# Do Deer get snake bites?



## letsgohuntin

Just thinking out loud after reading the other snake posts...

How common do you think it is for deer to get snake bit ? Perhaps they smell them in advance and avoid them, but they have to see their fair share of them while going about their daily routines.


----------



## Nicodemus

I`m sure some do, but I wouldn`t think it would bother one a whole lot if it was bit below the shank on the leg. Below that there  ain`t nothin` but skin, bone, and sinew.


----------



## Just 1 More

I'm pretty sure their (the deer) sense of smell prevents most, if not all, snake bites


----------



## DCHunter

A friend told me about his friend who was sitting in a stand overlooking a creek and saw a doe walking up to the water and drinking. Next thing he sees a snake jump up and bite it in the neck.


----------



## jay sullivent

i didn't know snakes could jump.


----------



## Torupduck

jay sullivent said:
			
		

> i didn't know snakes could jump.


----------



## Torupduck

DCHunter said:
			
		

> A friend told me about his friend who was sitting in a stand overlooking a creek and saw a doe walking up to the water and drinking. Next thing he sees a snake jump up and bite it in the neck.

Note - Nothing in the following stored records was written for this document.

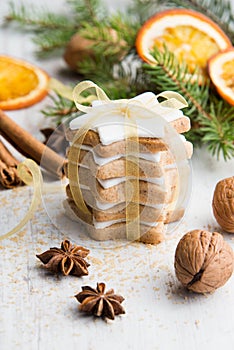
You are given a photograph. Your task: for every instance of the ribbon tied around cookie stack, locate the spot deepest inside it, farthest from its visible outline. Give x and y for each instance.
(131, 116)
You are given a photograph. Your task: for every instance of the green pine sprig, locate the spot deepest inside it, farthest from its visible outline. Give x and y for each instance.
(118, 70)
(212, 118)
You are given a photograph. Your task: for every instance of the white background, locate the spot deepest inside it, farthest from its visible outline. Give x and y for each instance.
(39, 311)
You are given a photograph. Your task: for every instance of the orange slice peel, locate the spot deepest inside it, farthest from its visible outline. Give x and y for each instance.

Friend told a friend who told a friend who told a.......


Maybe it happened but I would take it with a grain of salt.


----------



## DCHunter

jay sullivent said:
			
		

> i didn't know snakes could jump.


Ok, strike it in the neck then. She was bent down drinking water. Smart$%^


----------



## Son

*do deer?*

Could happen I guess. But I once found where a buck had pulverized two large diamondbacks. It was in the Richloam Management area in Florida. Every pine sapling in view was rubbed raw. I assume the deer got so worked up he had to finish taking it out on the saplings. 
On another note, Have a friend who lost several Herfords to snakebite in the belly. We went out and killed several large rattlers in the area. He finally had to lease a different property cause of more snakes. The snakey area was SE of Riverview Fl. down below Tampa off Boyette road.


----------



## jay sullivent

DCHunter said:
			
		

> Ok, strike it in the neck then. She was bent down drinking water. Smart$%^



sorry.... i couldn't help it


----------



## brofoster

I have been in stands and saw snakes interact with animals all the time.  A snake will hardly waste its time trying to bite an animal it wont eat.  Most of the time there is mostly hissing and flashy threats; no bites.  I did have a hound that actually got popped by a rattler.  I think it got bit because it had its mind  more on rabbits than listening to the snakes warning.  I was actually bitten by a large oak snake myself.  Had a frog in a jar, as a boy and put the jar at the base of a tree looking for crayfish.  A couple of hours later I ran back to get my jar and never noticed the snake.  Good pop on the wrist and some permanent marks from the snatch back.


----------



## PHIL M

I saw a hog that had been bitten. It had a huge swollen spot on its neck. I shot the same hog a couple of weeks later, and the swollen spot was just about gone.


----------



## TroupTC

*Snakes*

I HATE snakes


----------



## Dub

TroupTC said:
			
		

> I HATE snakes




I'm with you!!!!!!


----------



## Hawkeye

Son said:
			
		

> Could happen I guess. But I once found where a buck had pulverized two large diamondbacks. It was in the Richloam Management area in Florida. Every pine sapling in view was rubbed raw. I assume the deer got so worked up he had to finish taking it out on the saplings.
> On another note, Have a friend who lost several Herfords to snakebite in the belly. We went out and killed several large rattlers in the area. He finally had to lease a different property cause of more snakes. The snakey area was SE of Riverview Fl. down below Tampa off Boyette road.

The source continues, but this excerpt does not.